O maior grupo aéreo europeu informou que espera novas perdas em 2021, mas menores que as do exercício fiscal anterior, pois calcula alcançar entre 40% e 50% da oferta prévia à pandemia.

Porém, ao destacar o longo caminho para a recuperação, a empresa, que em 2020 operou com 31% de sua capacidade, prevê retornar a 90% da oferta de 2019 em "meados da década".

Depois do fechamento de fronteiras para conter a primeira onda de contágios, a empresa enfrentou um futuro incerto.
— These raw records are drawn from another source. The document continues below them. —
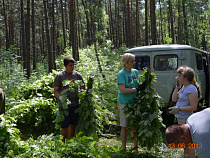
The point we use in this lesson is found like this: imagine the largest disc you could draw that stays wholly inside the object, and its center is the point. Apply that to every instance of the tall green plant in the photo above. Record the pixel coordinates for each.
(144, 115)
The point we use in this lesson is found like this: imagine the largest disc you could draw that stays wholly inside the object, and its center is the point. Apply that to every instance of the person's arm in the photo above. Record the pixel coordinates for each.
(124, 90)
(193, 103)
(175, 95)
(56, 92)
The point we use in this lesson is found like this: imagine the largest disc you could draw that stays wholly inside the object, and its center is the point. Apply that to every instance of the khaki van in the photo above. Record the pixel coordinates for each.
(164, 60)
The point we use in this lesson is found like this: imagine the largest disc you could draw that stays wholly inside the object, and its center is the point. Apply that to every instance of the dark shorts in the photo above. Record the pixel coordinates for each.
(72, 118)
Em junho, o governo alemão salvou a empresa com a concessão de 9 bilhões de euros (10,85 bilhões de dólares) de liquidez em troca de uma participação de 25%.
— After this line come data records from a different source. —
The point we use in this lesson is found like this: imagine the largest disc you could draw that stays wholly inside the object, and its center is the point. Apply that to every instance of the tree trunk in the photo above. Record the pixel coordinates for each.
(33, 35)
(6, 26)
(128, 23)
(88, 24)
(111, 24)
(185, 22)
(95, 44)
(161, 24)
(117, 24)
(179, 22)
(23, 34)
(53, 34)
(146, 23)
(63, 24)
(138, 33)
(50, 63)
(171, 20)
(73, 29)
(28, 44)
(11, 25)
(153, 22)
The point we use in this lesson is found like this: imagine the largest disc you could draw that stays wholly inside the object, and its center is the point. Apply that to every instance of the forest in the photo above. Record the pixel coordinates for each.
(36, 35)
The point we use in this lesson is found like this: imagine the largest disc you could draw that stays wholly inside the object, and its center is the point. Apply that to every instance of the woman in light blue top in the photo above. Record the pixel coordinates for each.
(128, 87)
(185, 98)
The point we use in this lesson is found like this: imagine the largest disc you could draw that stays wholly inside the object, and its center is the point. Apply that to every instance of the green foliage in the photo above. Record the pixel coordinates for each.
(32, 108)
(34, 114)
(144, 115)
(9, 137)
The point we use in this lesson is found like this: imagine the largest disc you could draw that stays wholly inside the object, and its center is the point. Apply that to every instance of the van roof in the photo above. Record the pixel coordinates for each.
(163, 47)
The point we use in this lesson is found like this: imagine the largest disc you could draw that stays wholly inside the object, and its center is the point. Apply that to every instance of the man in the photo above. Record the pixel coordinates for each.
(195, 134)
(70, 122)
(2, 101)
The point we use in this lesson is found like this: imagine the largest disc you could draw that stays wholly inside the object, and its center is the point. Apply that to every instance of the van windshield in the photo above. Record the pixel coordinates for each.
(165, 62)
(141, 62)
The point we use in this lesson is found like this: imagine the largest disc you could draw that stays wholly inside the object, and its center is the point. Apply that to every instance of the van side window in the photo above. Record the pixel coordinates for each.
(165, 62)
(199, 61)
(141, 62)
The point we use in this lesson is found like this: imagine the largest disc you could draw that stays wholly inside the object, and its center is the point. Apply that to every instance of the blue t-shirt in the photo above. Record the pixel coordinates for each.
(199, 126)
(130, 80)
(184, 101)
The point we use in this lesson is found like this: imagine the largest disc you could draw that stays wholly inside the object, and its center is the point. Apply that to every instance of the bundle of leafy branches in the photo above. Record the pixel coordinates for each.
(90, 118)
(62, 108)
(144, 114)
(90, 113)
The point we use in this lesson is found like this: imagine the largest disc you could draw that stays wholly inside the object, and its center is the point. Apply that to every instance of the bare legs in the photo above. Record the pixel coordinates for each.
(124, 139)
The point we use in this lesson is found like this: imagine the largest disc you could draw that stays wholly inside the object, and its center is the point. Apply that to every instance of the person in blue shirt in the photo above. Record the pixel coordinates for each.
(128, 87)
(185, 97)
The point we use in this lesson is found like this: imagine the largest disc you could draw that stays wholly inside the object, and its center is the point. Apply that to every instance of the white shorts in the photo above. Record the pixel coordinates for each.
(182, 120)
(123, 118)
"O ano passado foi o mais difícil da história de nossa empresa: para nossos clientes, funcionários e acionistas", disse o diretor executivo da Lufthansa, Carsten Spohr.

A demanda permanece muito baixa, pois o trabalho remoto reduz as lucrativas viagens de negócios e as medidas sanitárias paralisam as viagens turísticas.

Atualmente, a Lufthansa utiliza por volta de 20% de sua capacidade e espera poucos avanços nos próximos dois meses.

A companhia tem a expectativa de uma recuperação da demanda no verão (hemisfério norte) com o avanço da vacinação e o aumento das capacidades de diagnóstico com testes.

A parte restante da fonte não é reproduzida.